The violence in the town of Baga last week was likely the deadliest-ever episode in the Boko Haram conflict, which has included scores of attacks across northern and central Nigeria since 2009.
As rescue workers struggled to care for the victims of Baga, trying to encourage them to return to a home which was ravaged by fire, suspected Boko Haram gunmen carried out yet another attack in a bordering state.
On Thursday, the Islamists stormed several police posts in the town of Gashua, the police commissioner of Yobe state, Sanusi Rufai told journalists.
Gun battles broke out that killed "five policemen and 20 gunmen," he added.

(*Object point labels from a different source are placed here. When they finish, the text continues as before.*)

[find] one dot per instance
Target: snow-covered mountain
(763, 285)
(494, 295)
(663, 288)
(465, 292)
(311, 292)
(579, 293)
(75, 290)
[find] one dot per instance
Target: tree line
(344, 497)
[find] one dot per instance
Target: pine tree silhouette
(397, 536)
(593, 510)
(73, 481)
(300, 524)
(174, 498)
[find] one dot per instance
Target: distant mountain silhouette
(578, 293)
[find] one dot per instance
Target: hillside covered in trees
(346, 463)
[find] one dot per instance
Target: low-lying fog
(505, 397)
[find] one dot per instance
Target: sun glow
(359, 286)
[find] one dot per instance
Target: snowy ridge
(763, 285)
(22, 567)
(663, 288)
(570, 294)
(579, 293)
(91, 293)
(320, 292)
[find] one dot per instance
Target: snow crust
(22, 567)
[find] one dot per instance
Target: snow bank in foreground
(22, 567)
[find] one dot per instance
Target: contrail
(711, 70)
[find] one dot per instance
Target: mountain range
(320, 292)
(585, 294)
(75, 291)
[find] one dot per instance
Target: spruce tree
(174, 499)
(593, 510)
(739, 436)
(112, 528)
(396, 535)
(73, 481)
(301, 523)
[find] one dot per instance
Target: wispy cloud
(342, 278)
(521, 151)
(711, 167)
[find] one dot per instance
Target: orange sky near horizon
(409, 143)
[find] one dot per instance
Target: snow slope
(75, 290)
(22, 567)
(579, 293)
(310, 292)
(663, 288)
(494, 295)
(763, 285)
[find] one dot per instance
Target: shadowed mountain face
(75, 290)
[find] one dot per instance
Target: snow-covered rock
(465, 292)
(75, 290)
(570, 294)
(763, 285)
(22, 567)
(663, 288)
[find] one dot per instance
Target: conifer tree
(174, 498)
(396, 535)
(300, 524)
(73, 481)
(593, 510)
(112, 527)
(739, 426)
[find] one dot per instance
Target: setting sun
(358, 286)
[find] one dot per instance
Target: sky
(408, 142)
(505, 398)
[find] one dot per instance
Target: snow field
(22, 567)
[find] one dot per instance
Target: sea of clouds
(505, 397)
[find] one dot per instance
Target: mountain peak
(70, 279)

Nigeria's military had previously given a toll of seven dead in Thursday's clash.
Aside from the raids on the police, a common Boko Haram target, Rufai said the gunmen also robbed a bank and "carted away nine million naira ($57,000 44,000 euros) and two vehicles".
In Baga, an area with little mobile phone coverage near Lake Chad, the National Emergency Management Agency (NEMA) has set up 10 camps for those displaced and is trying to distribute relief materials after fierce fighting last Friday that killed 187 people.

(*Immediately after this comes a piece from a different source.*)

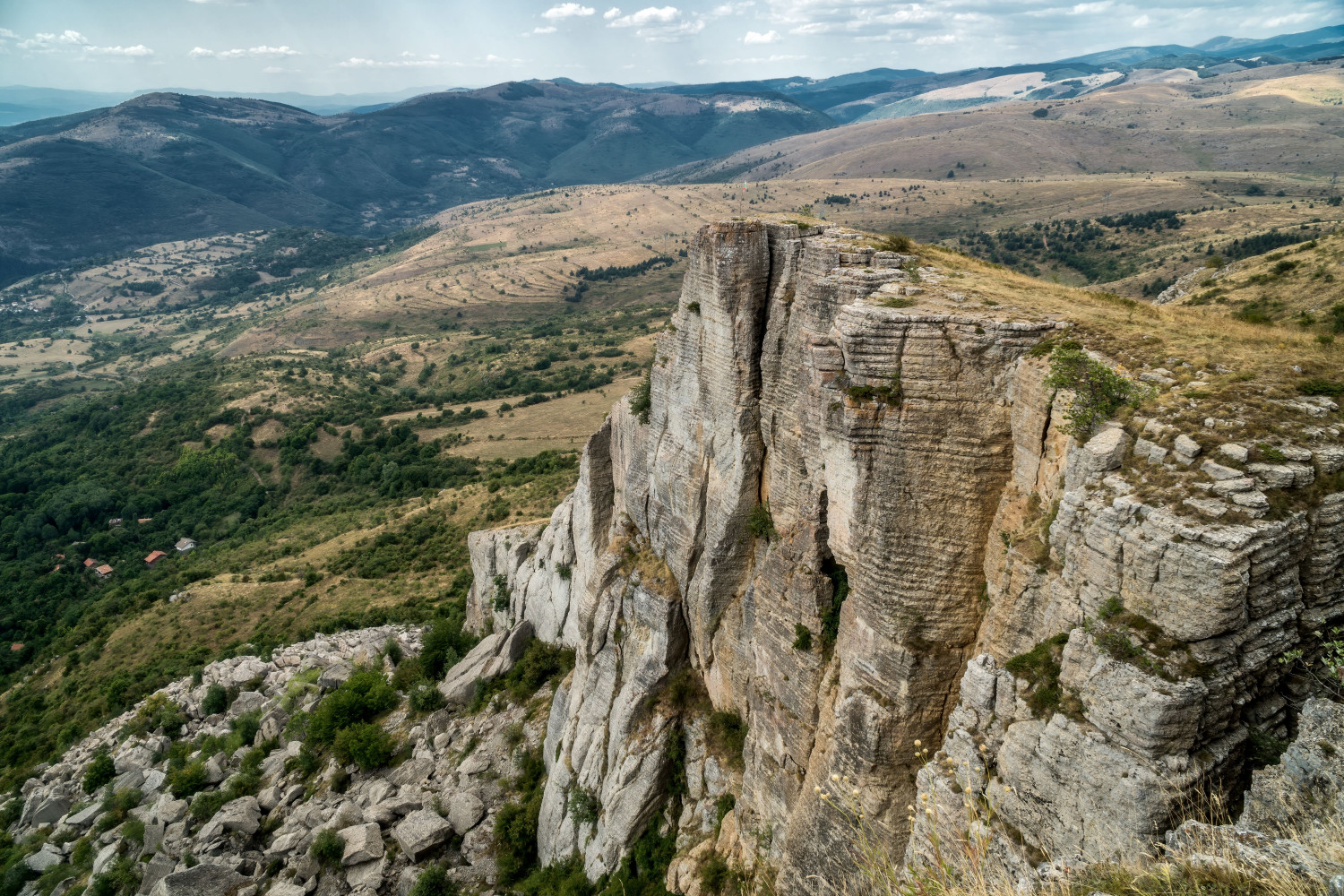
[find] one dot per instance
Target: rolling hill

But the work has been complicated in a community traumatised by the carnage, NEMA spokesman Manzo Ezekiel told AFP.
"The people were initially sceptical," he said.
"They weren't sceptical because of NEMA but at first they ran away because NEMA came with soldiers," Ezekiel added. "Many people are still in hiding."

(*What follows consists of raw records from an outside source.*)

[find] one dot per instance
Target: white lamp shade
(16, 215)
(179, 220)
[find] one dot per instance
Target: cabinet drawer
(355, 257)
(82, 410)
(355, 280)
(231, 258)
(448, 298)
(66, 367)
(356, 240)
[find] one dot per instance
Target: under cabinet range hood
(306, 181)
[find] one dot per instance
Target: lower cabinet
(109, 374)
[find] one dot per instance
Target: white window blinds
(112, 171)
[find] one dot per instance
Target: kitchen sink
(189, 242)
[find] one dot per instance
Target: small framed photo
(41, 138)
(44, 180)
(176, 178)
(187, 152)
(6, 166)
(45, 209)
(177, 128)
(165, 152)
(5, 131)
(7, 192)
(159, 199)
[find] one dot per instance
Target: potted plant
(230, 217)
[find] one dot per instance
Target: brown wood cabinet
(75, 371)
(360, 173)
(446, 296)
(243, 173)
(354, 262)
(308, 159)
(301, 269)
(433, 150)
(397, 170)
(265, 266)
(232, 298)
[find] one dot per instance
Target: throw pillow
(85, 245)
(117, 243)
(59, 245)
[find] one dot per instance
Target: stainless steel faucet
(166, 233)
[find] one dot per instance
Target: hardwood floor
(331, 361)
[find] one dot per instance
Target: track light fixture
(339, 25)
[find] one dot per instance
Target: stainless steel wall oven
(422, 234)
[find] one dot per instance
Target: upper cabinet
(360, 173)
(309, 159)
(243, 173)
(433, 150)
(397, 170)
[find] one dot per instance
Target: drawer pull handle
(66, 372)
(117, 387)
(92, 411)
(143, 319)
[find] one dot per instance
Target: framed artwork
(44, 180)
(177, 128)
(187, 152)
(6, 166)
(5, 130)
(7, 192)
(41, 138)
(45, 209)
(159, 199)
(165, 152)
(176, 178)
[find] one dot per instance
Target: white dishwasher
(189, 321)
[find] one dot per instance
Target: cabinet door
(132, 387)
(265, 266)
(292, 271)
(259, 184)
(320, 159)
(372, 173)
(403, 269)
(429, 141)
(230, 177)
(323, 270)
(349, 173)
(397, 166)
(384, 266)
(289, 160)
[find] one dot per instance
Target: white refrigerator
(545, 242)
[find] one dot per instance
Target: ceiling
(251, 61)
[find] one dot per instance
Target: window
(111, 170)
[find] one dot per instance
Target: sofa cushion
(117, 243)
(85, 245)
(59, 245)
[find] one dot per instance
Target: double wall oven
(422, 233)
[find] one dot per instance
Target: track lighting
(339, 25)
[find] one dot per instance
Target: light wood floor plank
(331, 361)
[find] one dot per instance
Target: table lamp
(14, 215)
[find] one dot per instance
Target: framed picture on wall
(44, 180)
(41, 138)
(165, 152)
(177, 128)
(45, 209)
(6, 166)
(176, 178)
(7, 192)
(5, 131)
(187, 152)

Soldiers have been accused of firing indiscriminately on civilians while setting fires to scores of homes and a market after gun battles with Islamists broke out.
Thousands of people were reported to have fled to the bush outside of Baga while trying to escape the bloodshed.
The military has fiercely denied any wrongdoing and has claimed that only 37 people were killed.
They said the sweeping fires, estimated to have destroyed nearly half the town, were caused by insurgent grenade and gunfire.
"Part of our work there is to build confidence," the NEMA spokesman said. "We need to show people that what we have now in Baga is assistance, not any more attacks."
The Red Cross has also deployed to the fishing town, but said it is still assessing the scale of the devastation.
The regional Governor Kashim Shettima has called the events in Baga "barbaric."
Northeast Nigeria has been the epicentre of the Boko Haram insurgency, which is estimated to have cost more than 3,000 lives, including killings by the security forces.
The group has said it wants to create an Islamic state in northern Nigeria, where most people are Muslim.
The southern half of the country, Africa's most populous and top oil producer, is mainly Christian.